How good is xiaomaonyc’s vocab cuz he says he doesn’t really read when he met up with matt vs japan and the compound nature of chinese words makes the characters very important. If you had to give him a grade or whatever on purely vocab/grammar etc people say hes like B1/Low b2 with a specialization in conversation/nativey type sayings to impress natives etc.

Yeah Luca’s kind of cheating with native italian haha but yeah his spanish is good you would really say almost native like? I feel like he is well spoken in spanish but is just a bit off on somethings like any native could/would know hes not a native?

You learned english as a child or an adult and what other languages have you learned to high levels? I see your posts are written in english. Also do you see chinese and english being very similiar in hard pronunciaton, orthography, irregular grammar etc or is this statement off?

Re Xiaoma I don’t feel qualified to comment on his European Framework level or his vocabulary level. I also saw the video in question where he said he doesn’t read. It’s not uncommon for people who have never read a book or novel to have exceptional levels of spoken Chinese. I know several people in this category - there are other ways to acquire vocabulary.

Luca’s Spanish has improved in recent years. I remember a video 10 years ago with Steve Kaufmann where they both spoke Spanish and yeah he wasn’t near native. But in more recent videos his pronunciation is really good. But yes I agree it’s totally cheating lol.

I’m bilingual English/ Spanish from childhood. My mum is Spanish. I was raised and educated in UK, spent summers in Spain, spoke Spanish at home etc. Studied French at school. Took up Mandarin five years ago. That’s my language learning autobiography in a nutshell. You won’t have to buy a copy now :wink:

woh woh woh wait a second. I was watching the wrong video lol in the 30 minute one he is ridiculously good this has got to raise some eyebrows lol. Like the 1.5 year thing could be a lie or exaggeration (whether intentional or not) What proof does one have to verify that he has only been studying for 1.5 years? Are we going on the honor system because thats not how science works lol. If I see a video of 14 year old benchs 550 pounds it raises some eyebrows because the way the human body works lol. Anybody have any verifcation that it was only 1.5 years?

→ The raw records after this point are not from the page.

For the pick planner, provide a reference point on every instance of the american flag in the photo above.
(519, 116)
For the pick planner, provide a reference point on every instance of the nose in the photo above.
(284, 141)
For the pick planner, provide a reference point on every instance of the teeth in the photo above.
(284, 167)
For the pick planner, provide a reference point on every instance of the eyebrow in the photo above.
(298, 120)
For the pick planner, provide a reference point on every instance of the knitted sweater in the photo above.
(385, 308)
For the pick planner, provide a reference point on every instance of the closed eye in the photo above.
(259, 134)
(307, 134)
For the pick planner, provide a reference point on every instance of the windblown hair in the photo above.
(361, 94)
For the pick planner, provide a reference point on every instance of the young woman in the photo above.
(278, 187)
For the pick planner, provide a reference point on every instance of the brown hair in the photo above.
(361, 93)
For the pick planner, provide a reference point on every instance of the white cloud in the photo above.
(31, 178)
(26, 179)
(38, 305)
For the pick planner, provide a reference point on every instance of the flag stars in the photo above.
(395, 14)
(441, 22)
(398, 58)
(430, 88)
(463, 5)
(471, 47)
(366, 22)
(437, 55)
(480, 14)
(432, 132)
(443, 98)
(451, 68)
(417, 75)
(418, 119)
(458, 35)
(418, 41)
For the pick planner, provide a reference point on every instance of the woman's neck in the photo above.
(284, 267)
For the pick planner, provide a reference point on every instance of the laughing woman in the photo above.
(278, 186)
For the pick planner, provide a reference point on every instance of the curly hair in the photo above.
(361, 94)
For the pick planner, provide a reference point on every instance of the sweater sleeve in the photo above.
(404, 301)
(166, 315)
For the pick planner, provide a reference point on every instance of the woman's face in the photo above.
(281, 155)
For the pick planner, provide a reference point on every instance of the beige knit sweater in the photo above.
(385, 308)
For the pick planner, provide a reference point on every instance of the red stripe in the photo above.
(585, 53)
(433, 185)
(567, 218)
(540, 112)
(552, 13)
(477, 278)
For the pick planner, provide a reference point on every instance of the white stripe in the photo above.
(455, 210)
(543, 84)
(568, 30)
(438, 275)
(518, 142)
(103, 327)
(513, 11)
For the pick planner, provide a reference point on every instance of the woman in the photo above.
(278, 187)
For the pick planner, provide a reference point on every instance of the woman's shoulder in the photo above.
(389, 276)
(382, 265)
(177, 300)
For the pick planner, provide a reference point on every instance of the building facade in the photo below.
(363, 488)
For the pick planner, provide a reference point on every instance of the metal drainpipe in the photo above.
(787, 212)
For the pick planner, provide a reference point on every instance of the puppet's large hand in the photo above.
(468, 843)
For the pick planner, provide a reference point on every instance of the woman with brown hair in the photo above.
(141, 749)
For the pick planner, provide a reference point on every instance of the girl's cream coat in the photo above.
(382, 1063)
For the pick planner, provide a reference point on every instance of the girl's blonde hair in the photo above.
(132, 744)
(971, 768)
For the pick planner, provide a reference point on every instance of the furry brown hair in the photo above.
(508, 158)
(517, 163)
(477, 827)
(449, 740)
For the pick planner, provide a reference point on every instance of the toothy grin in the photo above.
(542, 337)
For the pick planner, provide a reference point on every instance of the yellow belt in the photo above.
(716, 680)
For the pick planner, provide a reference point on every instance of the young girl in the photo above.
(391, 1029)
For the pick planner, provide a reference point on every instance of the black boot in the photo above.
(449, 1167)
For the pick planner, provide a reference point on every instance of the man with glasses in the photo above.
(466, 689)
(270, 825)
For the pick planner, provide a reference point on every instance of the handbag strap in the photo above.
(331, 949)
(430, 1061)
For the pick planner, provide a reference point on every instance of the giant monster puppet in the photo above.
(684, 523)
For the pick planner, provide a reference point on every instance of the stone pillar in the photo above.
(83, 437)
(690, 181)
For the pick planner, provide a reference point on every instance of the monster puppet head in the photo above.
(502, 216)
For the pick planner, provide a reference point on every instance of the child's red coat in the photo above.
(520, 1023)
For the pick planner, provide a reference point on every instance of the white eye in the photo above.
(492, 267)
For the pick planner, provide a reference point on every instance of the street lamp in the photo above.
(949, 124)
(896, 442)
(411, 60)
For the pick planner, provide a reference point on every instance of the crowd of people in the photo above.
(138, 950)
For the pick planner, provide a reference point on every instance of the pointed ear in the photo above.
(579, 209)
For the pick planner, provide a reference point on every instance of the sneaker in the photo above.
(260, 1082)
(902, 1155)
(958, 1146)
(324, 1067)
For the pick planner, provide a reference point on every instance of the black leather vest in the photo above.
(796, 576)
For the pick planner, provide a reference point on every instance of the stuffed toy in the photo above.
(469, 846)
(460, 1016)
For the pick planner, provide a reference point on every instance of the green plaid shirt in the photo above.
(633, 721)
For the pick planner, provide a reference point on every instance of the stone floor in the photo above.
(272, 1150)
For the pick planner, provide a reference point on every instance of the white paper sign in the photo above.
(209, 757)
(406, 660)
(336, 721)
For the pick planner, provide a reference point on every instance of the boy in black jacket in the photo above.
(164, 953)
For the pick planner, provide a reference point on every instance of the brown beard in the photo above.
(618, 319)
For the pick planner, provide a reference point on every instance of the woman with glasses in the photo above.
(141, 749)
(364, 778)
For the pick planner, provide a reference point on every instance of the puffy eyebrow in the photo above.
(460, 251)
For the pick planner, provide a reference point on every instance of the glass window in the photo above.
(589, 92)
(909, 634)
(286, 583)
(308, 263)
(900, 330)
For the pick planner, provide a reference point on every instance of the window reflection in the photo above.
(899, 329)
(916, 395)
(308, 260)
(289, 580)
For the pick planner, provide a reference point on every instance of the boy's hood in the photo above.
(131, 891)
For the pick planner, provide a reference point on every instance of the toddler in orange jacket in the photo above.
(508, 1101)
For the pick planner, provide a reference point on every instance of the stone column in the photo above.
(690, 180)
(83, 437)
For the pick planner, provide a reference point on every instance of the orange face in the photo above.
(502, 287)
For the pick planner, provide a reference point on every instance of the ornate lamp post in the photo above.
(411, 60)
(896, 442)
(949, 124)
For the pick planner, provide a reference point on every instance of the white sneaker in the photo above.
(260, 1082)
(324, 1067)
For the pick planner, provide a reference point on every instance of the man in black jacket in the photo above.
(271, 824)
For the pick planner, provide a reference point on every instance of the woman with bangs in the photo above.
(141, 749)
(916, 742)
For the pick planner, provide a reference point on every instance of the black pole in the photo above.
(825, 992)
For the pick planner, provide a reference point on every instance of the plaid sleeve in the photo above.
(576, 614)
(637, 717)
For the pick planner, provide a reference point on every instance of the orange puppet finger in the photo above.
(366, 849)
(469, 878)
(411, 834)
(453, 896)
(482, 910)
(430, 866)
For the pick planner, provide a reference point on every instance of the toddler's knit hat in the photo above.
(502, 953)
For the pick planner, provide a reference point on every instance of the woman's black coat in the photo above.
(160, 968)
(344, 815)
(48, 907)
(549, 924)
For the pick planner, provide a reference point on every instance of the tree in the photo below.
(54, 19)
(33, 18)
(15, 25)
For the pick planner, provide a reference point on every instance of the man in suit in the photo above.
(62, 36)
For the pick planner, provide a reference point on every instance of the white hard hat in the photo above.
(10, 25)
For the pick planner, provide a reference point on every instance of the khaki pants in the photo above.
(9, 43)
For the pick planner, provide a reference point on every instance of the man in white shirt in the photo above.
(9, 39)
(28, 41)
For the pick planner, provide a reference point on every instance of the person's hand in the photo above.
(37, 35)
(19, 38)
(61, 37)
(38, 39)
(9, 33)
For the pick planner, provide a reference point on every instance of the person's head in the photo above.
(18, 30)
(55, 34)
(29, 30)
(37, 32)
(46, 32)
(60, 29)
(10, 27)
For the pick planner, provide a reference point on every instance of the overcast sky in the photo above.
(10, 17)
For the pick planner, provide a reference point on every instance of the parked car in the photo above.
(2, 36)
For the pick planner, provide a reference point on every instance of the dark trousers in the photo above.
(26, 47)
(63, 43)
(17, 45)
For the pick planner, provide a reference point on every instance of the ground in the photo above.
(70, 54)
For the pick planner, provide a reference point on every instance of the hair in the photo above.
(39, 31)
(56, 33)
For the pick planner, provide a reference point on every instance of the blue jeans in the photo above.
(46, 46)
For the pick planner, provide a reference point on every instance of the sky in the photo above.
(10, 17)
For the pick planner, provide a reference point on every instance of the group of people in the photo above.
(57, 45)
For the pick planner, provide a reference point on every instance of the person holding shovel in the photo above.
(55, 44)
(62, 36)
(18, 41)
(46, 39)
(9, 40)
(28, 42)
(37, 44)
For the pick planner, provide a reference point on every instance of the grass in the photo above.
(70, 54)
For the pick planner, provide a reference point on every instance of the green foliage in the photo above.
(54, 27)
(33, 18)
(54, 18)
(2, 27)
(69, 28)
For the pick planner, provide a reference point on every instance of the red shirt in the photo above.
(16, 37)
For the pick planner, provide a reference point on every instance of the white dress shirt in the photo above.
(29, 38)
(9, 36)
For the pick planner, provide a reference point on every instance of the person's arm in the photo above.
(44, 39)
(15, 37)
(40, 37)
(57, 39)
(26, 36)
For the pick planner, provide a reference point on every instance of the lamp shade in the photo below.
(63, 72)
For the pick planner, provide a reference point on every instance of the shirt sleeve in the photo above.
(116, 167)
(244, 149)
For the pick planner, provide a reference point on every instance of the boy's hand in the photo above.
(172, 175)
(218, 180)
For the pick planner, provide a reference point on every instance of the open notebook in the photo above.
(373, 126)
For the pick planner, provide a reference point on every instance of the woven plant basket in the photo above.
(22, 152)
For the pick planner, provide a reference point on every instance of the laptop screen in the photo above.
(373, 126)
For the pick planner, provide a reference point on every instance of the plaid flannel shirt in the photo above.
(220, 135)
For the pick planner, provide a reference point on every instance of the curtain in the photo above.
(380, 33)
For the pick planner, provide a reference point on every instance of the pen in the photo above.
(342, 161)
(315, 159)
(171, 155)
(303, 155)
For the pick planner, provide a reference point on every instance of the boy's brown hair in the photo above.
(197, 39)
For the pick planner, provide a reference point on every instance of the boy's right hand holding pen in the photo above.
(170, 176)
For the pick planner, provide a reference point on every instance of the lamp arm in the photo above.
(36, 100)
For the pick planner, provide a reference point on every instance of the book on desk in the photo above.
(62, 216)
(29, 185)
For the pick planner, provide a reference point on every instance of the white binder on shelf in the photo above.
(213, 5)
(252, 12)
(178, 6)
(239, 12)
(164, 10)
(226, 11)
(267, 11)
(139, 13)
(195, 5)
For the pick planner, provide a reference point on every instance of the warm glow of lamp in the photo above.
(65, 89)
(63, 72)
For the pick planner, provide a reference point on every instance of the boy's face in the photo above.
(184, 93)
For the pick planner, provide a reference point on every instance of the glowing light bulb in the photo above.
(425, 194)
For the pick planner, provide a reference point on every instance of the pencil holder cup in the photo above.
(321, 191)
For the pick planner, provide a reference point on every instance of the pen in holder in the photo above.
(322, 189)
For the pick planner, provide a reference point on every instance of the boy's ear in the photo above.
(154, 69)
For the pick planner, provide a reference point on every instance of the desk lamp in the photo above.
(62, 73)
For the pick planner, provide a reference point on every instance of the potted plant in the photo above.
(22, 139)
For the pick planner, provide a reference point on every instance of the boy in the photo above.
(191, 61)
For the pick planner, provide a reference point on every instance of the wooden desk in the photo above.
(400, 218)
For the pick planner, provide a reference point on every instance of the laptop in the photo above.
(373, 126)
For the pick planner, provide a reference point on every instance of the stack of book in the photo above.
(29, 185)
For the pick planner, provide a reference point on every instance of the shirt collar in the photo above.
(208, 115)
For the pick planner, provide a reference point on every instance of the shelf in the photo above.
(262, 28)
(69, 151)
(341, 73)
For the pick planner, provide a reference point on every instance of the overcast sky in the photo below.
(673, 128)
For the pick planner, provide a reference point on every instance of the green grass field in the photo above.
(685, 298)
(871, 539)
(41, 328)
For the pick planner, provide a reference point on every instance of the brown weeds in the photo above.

English and Chinese grammar have almost nothing in common except some very superficial similarities, subject, object, verb etc. Chinese grammar is not at all easy to master. But it is quite easy to be able to string a sentence together and be more or less undestood. As someone once said, Chinese is easy to speak badly.

“That’s my language learning autobiography in a nutshell. You won’t have to buy a copy now ;-)” lololol. Wow quite the resume.
I was commenting on luca’s recent videos like maybe 1-2 years ago. I studied them and would repetive listen to them cuz he uses limited vocab compared to real natives etc and language learning vocab i already knew.

“It’s not uncommon for people who have never read a book or novel to have exceptional levels of spoken Chinese. I know several people in this category - there are other ways to acquire vocabulary.” This I find some fault with if we are talking native level sized vocabularies because as a native who doesn’t read I can say for sure natives who do read have much larger vocabs. But if we are talking language learner impressive vocabularies than I would say maybe reading isn’t necessary to be the most eloquant speaker but the real speakers are the readers with all the adjectives/adverbs that are seldom used in speech.